There was a future, he was certain of that, and though Eames was good for a gamble he preferred to know which way the cards would fall. Arthur would be the first to admit that he followed a routine–a routine, because it worked, most of the time–but what had always delighted Eames so much about Arthur, what had transformed professional interest into personal competition and finally into the game of hearts and secrets they played at, was Arthur’s ability to devise a solution for any wrench thrown into the works. Any time Eames had thought they were thoroughly buggered, or supposed Arthur would finally be caught flat-footed, Arthur had somehow managed to push through it and emerge the other side with a vicious, leonine grin.

In there somewhere was the moment when Eames had stopped wanting to be the wrench and instead be the thing on which that smile landed.

They had never talked about a partnership before. Certainly they had talked around one, particularly once Cobb fell off the radar and refused to answer anyone’s job-related messages. But it had been two years, and Arthur was still running solo. Maude had brought Eames into the job they were on leave from right now–a thanks for a quick save a few years ago and only the barest acknowledgement of whatever she thought might occur between him and Arthur.

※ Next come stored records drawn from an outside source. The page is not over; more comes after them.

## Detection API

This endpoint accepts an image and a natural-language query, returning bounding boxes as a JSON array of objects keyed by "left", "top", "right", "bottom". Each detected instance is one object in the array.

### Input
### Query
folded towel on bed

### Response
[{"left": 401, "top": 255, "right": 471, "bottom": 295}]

And now, from the barest space of time in what amounted to nearly a decade of violence and courtship, Eames hoped a partnership was a foregone conclusion. If he were honest with himself, he wanted to be a partner in all things, but there was still an element of uncertainty. He had been counting the cards, but Arthur always held one tucked against the delicate skin of his wrist.

Eames snorted. If he was reduced to such awful metaphors, he clearly was not caffeinated enough. He made to rise from his seat when his eye caught on a flash of red, and then a flash of dark skin. Arthur, think of the devil, was making his way back to the house, and Eames walked to meet him partway.

Arthur seemed lost in his own thoughts, but he smiled when he caught sight of Eames. “Hi,” he said warmly, surfboard tucked under his arms, “I was just–”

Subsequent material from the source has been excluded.